It was 9 days ago that Lisa and I celebrated 9 years of marriage. We’ve had a lot of amazing times together, and a lot of really crappy times. As I’ve taken this week and a half to reflect over the near-decade spent as husband and wife, a few things I’ve learned along the way came to mind. Here are 9 of the lessons I’ve learned during the last 9 years and 9 days of marriage.

1 — Too much “new” can be too much

I remember reading a psychology article several years back. It discussed the various changes that typical people encounter throughout a lifetime. Among them are: getting married, moving (different homes or cities), starting a new job, having kids, experiencing a death of someone close, retiring, etc.

2 — Love Languages are a thing

I had heard of love languages before getting married, but nothing really beyond that. My eyes were opened when it was suggested by a friend that we take the test and read The Five Love Languages.

3 — Go to bed at the same time

I wish I could remember where I got this advice from, but it has been amazing. Whoever told me to do this was a genius. Not counting times one of us were out of town for something, there are probably less than 10 nights in 9 years that Lisa and I haven’t gone to bed at the same time.

4 — Walking out on a fight is a horrible idea

This lesson took me a LONG time to learn. There was a pretty regular cycle of fights in our house the first several years. A lot of them escalated to ridiculous levels and resulted in me exploding on Lisa and giving her the bird as I walked out the door.

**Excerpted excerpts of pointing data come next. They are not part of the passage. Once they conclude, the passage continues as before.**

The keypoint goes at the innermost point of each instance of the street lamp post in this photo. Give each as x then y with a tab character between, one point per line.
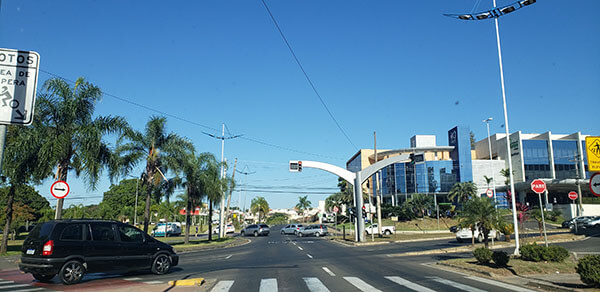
487	122
495	13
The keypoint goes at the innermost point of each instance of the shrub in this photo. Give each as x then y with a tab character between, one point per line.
588	269
483	255
500	258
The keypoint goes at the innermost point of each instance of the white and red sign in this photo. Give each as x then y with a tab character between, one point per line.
573	195
59	189
538	186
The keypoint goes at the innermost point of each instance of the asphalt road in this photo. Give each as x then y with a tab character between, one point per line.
288	263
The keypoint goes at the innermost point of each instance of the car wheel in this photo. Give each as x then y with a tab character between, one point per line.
44	278
161	264
71	272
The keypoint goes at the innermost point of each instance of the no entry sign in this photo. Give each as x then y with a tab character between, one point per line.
573	195
538	186
59	189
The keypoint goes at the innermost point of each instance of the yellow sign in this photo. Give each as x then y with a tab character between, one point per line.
592	147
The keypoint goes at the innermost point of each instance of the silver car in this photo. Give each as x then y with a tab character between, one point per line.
256	230
291	229
316	230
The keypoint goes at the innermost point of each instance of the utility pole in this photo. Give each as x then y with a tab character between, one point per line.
222	204
378	193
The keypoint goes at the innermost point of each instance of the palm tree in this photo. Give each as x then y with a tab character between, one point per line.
198	171
303	204
259	205
162	152
462	191
72	138
20	160
480	214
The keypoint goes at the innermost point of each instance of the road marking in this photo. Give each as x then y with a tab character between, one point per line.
222	286
360	284
328	271
456	285
499	284
314	285
409	284
268	285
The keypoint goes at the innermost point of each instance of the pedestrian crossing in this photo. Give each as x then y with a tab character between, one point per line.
314	284
6	285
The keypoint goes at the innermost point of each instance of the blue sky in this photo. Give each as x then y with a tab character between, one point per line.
396	67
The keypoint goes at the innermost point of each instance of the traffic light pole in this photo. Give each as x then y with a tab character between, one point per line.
354	178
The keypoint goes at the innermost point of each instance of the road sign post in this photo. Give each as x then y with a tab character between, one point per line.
539	187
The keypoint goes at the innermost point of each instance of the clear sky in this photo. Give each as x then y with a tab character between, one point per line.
396	67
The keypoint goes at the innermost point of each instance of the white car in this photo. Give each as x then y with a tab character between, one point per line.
465	234
228	229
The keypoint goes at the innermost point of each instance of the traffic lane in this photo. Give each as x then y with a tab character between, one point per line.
356	262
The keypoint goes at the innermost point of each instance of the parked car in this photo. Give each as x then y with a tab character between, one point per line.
593	222
228	229
465	234
173	229
384	229
316	230
291	229
256	230
71	248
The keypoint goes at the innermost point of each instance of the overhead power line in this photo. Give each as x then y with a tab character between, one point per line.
306	74
192	122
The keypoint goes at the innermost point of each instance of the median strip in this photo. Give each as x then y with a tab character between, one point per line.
187	282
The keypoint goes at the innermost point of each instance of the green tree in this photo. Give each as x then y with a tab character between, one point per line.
481	215
259	205
462	191
20	161
303	205
419	203
160	150
72	139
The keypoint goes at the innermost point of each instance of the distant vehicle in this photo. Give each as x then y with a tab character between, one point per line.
465	234
256	230
72	248
228	229
593	222
172	229
291	229
387	230
316	230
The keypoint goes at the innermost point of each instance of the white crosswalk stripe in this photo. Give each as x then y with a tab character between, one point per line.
409	284
360	284
268	285
315	285
222	286
456	284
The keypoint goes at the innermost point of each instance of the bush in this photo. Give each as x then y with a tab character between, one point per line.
500	258
588	269
483	255
538	253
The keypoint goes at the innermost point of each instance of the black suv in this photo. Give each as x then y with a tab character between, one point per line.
70	248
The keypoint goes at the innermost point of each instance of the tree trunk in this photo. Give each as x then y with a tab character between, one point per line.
188	219
9	211
210	220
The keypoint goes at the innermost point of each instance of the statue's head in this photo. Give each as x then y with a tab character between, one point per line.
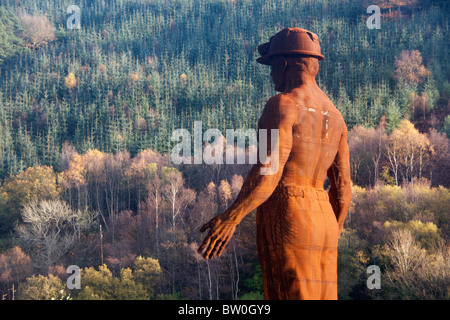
292	52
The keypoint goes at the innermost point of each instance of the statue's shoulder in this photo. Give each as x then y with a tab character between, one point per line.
281	102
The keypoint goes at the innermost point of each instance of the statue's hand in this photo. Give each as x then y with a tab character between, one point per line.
220	232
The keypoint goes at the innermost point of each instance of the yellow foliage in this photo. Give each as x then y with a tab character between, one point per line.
70	81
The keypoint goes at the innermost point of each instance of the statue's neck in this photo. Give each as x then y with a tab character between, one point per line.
304	80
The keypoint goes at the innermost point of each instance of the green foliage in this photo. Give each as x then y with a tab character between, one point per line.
11	44
144	68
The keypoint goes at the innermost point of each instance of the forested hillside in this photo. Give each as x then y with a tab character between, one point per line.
86	118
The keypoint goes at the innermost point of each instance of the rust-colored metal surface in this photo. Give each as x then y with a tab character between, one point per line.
298	222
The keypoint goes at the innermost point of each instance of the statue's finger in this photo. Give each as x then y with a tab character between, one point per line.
204	243
222	246
210	247
204	227
215	248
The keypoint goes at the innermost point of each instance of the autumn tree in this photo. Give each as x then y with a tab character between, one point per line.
40	287
406	149
37	182
413	273
15	266
49	229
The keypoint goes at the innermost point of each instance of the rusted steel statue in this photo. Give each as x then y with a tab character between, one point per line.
298	222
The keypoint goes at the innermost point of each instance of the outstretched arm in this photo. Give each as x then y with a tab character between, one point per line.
279	113
340	193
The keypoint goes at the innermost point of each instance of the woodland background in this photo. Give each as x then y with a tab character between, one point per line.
86	118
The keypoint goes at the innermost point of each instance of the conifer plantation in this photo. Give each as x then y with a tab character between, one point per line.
86	121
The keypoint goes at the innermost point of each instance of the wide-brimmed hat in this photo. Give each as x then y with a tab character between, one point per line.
290	41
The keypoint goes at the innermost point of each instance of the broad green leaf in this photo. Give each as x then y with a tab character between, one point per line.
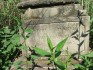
60	45
60	65
50	45
41	52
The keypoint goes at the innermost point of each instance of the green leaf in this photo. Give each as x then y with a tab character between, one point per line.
50	45
57	54
16	64
10	47
17	20
90	55
6	30
34	57
60	65
15	39
79	66
28	30
23	47
41	52
60	45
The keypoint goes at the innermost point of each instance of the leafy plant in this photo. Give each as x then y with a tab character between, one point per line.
87	62
54	53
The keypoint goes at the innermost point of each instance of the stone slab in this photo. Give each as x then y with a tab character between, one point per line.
44	3
54	12
56	31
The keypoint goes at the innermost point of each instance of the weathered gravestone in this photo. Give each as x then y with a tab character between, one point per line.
57	19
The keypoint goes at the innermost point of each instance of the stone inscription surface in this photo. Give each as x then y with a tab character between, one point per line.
57	32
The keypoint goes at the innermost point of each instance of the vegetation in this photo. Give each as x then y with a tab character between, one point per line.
11	48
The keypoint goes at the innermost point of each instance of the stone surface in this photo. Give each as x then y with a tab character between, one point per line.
59	22
44	3
55	12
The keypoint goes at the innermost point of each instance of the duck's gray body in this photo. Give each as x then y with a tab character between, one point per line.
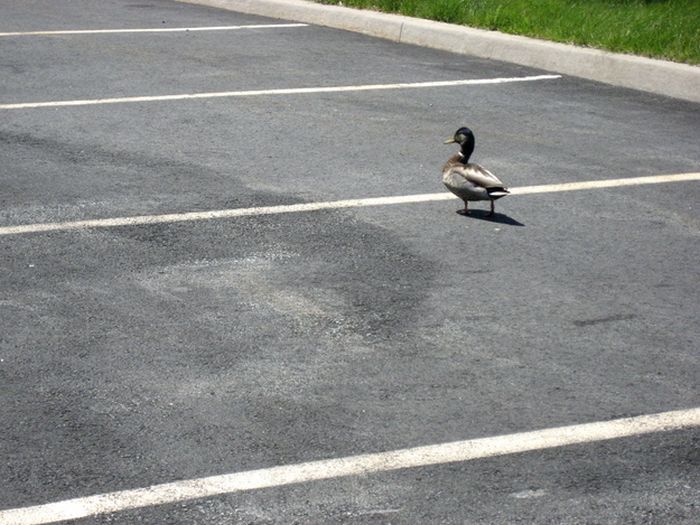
471	182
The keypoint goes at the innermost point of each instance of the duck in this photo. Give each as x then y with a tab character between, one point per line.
469	181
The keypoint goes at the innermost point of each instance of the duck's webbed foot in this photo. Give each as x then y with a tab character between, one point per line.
493	210
465	211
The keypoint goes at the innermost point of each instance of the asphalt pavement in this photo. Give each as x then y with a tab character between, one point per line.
138	355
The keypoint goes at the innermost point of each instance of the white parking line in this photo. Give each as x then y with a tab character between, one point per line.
284	91
365	464
147	30
329	205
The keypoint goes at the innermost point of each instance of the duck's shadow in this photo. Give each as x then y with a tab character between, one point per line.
498	218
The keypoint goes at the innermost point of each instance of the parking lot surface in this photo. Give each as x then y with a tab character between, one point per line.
144	354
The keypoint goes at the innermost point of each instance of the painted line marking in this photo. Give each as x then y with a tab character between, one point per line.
147	30
284	91
329	205
458	451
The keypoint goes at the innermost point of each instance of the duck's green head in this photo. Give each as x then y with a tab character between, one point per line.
461	137
465	138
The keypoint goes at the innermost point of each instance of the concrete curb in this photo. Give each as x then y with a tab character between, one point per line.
655	76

5 — Walking out on a fight is a great idea

This one also took years to figure out, but there’s a “right” way to walk out on a fight.

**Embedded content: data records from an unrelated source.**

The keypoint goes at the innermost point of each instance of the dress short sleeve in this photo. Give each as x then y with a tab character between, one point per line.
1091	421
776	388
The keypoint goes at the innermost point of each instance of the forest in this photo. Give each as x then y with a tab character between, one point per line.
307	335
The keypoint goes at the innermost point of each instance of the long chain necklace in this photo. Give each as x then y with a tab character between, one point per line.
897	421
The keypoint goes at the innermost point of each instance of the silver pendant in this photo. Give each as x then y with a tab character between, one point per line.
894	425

6 — It takes a long time to feel like “We”

Lisa and I went through a study called Sacred Marriage by Gary Thomas with a group of other couples. One thing Gary mentioned in the video series that has stuck with me is that it takes couples an average of 9–14 years to begin feel like “we” instead of “I” in marriage.

7 — You change a lot as time goes on, and that’s OK

This one may or may not be obvious, but there are some specifics that took me time to realize and be OK with.

8 — Pray together

I don’t remember when, where, why, or how I was watching Dr. Phil, but I was, and he threw out a statistic that blew my mind. He said the divorce rate for people who pray together regularly is 1 in 10,000.

9 — Have fun

This is another one that may sound obvious. But I think we can get caught up in life and forget the joy of the beginning of our relationship.